TL geçen yıl dolar karşısında yüzde 35 değer kaybettikten sonra, bu yılbaşından itibaren de de yeni kayıplara uğruyor. Arkadaşımız Merve Yiğitcan’dan, ihracatı konu alan araştırma haberinden ihracatın düşük talep, yüksek fiyat kıskacında eridiği bilgisini alıyoruz. Haberde yer alan bilgilere göre 2023’ün ilk beş ayında ihracat değer bazında yüzde 3.4 miktar bazında yüzde 21 gerilemiş. Miktar bazında en büyük düşüş yüzde 40.6 ile çelik sektöründe yaşanmış. Miktardaki düşüşe karşın değerdeki düşüşün sınırlı kalmasına girdi maliyetlerinin artmasına bağlı olarak birim fiyatlarının yükselmesi etkili olmuş.
Rusya pazarının olumlu etkisi olan yapıda, Rusya verileri dışarıda tutulunca ihracatta daha dramatik bir miktar ve değer bazının ortaya çıktığı bilgisi de haberde yer alıyor. Bunu ilk 5 ay sonuçları gösteriyor. İlk 5 ayda sadece Rusya’ya yapılan ihracat yüzde 112 artarak 1.89 milyar dolardan 4 milyar dolara yükselmiş. Rusya etkisiyle Bağımsız Devletler Topluluğu ülkelerine ihracatımız da aynı dönemde yüzde 58 oranında atışla 6.4 milyar dolardan 10.1 milyar dolara çıkmış.
TİM’den derlenen yılın ilk beş ay verileri ihracatımızın değer bazında yüzde 3 kayıpla 93.08 milyar dolardan 89,9 milyar dolara gerilediğini gösteriyor. Aynı dönemde miktar bazında kaybımızın da yüzde 21 olduğu bilgisi haberde yer alıyor. Ocak-Mayıs döneminde ihracatın 27 alt grubundan 22’sinde miktar bazlı düşüş yaşanmış en büyük kayıp yüzde 38.4 değer kaybıyla çelik sektöründe görülmüş. 2022yılının ilk beş ayında 9.5 milyar seviyesindeki çelik ihracatı bu yılın aynı döneminde 5.8 milyar dolara inmiş.

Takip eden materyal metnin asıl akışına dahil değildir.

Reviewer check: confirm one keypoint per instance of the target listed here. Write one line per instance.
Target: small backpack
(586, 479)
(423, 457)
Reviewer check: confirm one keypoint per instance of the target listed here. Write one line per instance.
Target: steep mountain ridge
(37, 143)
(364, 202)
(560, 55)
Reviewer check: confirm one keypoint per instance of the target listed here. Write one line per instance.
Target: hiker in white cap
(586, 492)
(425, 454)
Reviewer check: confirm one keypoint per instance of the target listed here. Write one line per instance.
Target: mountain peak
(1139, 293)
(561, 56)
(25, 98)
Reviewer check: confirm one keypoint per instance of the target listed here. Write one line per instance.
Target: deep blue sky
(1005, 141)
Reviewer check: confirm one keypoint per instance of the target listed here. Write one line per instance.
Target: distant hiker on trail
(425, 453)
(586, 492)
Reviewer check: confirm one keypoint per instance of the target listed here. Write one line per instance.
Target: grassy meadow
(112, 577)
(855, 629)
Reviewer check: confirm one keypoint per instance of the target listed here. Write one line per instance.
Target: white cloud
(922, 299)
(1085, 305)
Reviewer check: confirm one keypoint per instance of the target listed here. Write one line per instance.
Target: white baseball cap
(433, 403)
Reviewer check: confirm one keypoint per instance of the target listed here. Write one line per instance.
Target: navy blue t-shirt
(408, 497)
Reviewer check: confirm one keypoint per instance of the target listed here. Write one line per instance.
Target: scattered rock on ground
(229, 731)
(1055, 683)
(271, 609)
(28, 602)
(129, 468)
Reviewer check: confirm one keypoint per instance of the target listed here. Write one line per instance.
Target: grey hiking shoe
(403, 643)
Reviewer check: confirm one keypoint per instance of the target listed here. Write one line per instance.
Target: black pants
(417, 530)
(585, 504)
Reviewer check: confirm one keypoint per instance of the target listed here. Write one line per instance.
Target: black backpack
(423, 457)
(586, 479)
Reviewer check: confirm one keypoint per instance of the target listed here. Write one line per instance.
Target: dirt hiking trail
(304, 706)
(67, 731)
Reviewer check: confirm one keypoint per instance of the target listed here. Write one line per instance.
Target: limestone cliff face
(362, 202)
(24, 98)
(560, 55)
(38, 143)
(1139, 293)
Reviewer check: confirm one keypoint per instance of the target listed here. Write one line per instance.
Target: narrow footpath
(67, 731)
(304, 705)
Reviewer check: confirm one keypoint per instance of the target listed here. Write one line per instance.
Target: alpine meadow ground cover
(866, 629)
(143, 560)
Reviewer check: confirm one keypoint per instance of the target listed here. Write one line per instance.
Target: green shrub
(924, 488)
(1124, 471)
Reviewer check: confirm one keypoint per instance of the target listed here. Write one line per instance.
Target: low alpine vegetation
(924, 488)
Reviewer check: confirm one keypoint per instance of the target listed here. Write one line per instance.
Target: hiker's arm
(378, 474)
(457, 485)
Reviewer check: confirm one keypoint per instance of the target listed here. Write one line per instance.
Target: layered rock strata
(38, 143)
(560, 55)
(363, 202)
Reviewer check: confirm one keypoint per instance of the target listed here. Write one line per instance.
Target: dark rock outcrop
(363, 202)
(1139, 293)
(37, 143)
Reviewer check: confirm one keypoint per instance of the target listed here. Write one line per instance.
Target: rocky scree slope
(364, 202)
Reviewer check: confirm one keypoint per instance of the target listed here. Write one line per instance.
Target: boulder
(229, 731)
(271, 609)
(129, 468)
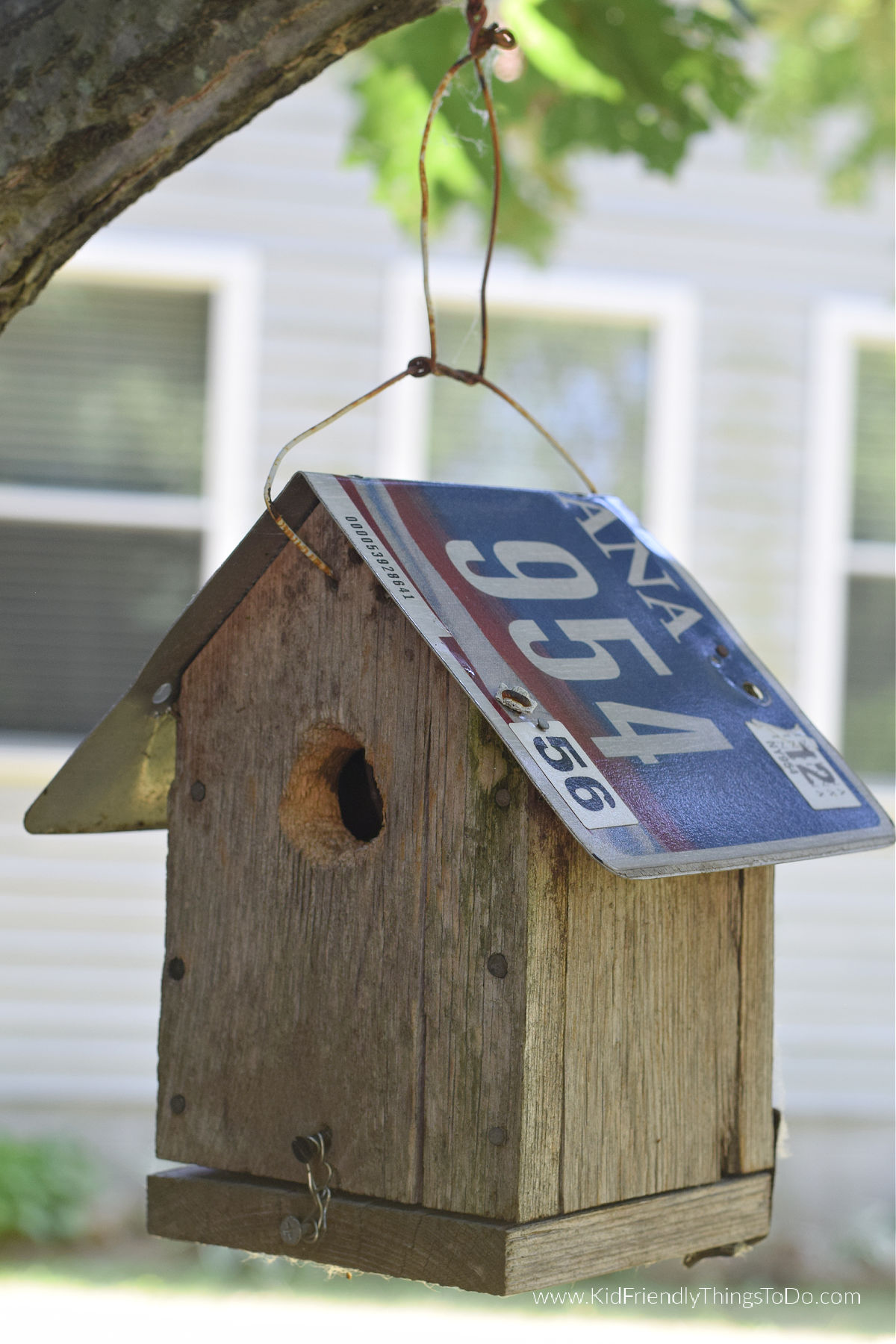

İhracattaki düşüşü geleneksel pazarımız Avrupa üzerinden de irdelemeliyiz. 2022 yılında toplam ihracatımızın yüzde 40,6’sı olan 103.1 milyar dolarlık ihracat gerçekleştirdiğimiz Avrupa pazarına, bu yılın ilk yarısında 40.8 milyar dolarlık ihracat gerçekleştirmişiz. Geçen yılın Avrupa’ya ihracatımıza ulaşmak için ikinci yarıda 60 milyar doların üzerinde ihracat yapmamız gerekiyor. Bizim için büyük önem taşıyan ihracat gelirlerimizi artırmak için başta Avrupa olmak üzere bütün ihraç pazarlarımızı gözden geçirip, eksiklerimizi giderme yollarını aramalıyız. İhracat pazarlarında büyük bir rekabetin bizi beklediğini bilmeliyiz.